Toplantıda ilk olarak söz alan Davutoğlu, partiler arasında diyaloğun önemli olduğunu ifade etti. Davutoğlu, “Partiler arası diyalogun son derece önem taşıdığı günlerden geçiyoruz” dedi. Davutoğlu, daha sonra DEM Partili Eş Genel Başkanların söz almasını istedi.
‘TÜRKİYE’YE YAYILDI’
Söz alan Hatimoğulları, kayyım atamasına tepki göstererek, kayyım atamasının Türkiye’ye yayılmaya başladığını ifade etti.
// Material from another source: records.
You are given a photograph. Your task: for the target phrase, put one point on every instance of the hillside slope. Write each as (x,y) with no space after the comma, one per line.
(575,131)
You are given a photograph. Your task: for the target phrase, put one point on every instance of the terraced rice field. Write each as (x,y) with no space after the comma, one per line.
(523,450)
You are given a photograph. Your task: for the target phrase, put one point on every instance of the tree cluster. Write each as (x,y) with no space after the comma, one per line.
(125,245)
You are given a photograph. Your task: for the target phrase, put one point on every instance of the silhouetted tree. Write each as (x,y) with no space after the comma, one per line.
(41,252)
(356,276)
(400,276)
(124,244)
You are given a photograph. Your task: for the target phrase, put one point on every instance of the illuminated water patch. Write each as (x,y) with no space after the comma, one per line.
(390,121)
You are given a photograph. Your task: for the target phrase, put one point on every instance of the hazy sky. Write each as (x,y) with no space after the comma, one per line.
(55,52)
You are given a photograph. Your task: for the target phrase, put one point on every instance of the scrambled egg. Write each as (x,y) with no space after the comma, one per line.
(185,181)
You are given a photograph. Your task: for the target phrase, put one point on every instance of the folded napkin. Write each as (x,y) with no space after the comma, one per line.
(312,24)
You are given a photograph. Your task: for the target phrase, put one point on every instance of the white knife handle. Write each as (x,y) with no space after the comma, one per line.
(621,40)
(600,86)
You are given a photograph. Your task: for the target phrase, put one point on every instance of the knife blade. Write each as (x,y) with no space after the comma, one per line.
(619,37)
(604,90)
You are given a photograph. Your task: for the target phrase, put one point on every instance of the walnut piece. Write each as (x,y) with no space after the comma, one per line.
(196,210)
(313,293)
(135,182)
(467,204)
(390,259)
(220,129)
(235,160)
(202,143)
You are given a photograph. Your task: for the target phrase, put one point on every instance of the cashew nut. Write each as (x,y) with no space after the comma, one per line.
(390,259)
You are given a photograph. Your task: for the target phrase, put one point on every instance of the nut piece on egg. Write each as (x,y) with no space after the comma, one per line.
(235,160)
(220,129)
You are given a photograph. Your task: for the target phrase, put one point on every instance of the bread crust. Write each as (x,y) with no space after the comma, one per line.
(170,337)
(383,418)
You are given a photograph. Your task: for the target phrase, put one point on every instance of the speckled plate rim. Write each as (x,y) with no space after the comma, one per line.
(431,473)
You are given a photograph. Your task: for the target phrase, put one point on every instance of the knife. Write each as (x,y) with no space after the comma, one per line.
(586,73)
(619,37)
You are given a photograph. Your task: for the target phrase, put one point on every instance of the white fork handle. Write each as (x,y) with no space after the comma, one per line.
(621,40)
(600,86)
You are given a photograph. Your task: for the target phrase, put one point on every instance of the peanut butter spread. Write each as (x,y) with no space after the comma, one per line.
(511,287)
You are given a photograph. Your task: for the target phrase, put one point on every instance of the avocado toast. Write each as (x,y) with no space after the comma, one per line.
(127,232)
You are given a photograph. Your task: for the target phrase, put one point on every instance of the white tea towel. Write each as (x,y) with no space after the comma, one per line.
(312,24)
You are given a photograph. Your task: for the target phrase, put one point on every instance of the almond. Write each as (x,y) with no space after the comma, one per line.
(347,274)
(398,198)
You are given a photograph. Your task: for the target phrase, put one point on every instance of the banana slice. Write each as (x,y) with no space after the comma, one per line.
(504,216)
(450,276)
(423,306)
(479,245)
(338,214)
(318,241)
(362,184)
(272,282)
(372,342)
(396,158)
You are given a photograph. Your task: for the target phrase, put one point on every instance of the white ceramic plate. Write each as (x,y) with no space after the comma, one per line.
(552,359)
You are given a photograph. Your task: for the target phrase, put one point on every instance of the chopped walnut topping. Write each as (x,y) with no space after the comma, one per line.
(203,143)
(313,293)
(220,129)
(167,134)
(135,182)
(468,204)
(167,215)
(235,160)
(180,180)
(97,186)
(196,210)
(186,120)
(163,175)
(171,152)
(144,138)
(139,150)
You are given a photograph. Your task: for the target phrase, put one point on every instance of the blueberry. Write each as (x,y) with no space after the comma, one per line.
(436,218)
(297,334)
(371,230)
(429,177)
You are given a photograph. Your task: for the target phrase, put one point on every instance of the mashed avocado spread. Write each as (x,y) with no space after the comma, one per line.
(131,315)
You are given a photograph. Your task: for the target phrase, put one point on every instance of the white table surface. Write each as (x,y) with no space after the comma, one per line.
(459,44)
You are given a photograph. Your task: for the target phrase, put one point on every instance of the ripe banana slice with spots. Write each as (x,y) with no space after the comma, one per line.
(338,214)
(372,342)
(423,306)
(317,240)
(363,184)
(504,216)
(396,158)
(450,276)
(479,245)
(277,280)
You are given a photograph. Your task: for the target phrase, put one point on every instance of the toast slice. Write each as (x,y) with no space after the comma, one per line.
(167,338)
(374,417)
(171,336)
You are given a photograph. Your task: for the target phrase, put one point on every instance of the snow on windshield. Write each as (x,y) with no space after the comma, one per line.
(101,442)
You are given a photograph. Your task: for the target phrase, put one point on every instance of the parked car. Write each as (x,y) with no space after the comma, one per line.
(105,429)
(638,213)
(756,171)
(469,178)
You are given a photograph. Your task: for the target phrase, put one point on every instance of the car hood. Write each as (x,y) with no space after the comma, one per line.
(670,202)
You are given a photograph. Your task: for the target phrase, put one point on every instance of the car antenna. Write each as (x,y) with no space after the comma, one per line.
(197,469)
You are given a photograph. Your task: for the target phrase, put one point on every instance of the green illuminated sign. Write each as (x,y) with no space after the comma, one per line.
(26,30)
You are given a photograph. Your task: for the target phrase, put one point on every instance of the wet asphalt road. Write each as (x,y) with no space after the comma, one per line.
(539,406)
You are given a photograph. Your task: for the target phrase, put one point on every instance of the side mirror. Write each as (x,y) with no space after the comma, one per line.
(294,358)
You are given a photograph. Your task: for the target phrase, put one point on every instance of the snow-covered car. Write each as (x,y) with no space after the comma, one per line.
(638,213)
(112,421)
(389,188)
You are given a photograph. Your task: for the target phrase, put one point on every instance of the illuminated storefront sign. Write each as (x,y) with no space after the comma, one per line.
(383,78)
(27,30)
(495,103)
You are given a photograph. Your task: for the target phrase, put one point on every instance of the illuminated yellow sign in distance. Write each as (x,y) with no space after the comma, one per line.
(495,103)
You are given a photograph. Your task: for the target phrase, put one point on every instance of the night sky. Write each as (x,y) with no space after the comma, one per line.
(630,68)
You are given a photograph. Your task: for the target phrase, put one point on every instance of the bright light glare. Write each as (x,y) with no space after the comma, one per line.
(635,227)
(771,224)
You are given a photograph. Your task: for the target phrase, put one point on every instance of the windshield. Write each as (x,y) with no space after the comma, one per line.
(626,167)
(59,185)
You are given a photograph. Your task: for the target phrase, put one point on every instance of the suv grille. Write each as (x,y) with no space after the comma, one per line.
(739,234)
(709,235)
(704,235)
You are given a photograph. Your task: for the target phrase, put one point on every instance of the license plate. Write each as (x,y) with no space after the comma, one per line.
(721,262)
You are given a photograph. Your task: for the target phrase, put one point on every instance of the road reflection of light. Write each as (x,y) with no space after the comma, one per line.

Hatimoğulları, siyasi partilere çağrıda bulunarak, “Gelin hep birlikte kayyım yasasının ortadan kaldırılması için Meclis çatısı altında mücadele verelim. Bununla ilgili kanun teklif verelim” dedi.
Hatimoğulları, MHP Genel Devlet Bahçeli’nin sözlerine de işaret etti. Hatimoğulları, ziyarette bu sözler ve Kürt sorunu bağlamında tartışma yürüttüklerini ifade etti.
TÜRKİYELİLİK KİMLİĞİ
Hatimoğulları, “Kürt sorununun barışçıl ve demokratik bir şekilde çözülmesini de istişare ettik. Elbette biz mesajlarımız iki eşbaşkan olarak çok netti. Evet, bu ülkenin barışa ihtiyacı var. Uğrunda mücadele ittikleri, kavga ettikleri ve savaştıkları petrol kadar insan kanı var o topraklarda. Gelin anaların gözyaşını hep birlikte dindirelim. Bunun yolu çok kolaydır. Kürt halkı Türk halkı gibi bu toprakların kadim halkıdır. Kürt halkı ve Türk halkı ve diğer halklar gibi bu toprakların bugüne gelmesinde ağır bedel ödemiş bir halktır. Kürt halkı başta olmak üzere bu ülkede diğer bütün elbet halklarla barışı ve kardeşliği ve Türkiyelilik kimliği üzerinden, Türkiye yurttaşlığı üzerinden pekala çok küçük düzenlemelerle alınacak çok yol vardır” diye konuştu.
ÇAĞRI
Tüm kesimlere çağrıda bulunan Hatimoğulları, “Türkiye’de barışın türkülerinin söylenmesini isteyen, kan ağlayan Ortadoğu coğrafyasında barışın türkülerinin söylenmesini isteyen herkese bir kez daha çağrı yapıyoruz. Onurlu bir barış için gelin hep birlikte elimizi taşın altına koyalım. Gelin hep birlikte demokratik bir zeminde barışı büyütelim” dedi.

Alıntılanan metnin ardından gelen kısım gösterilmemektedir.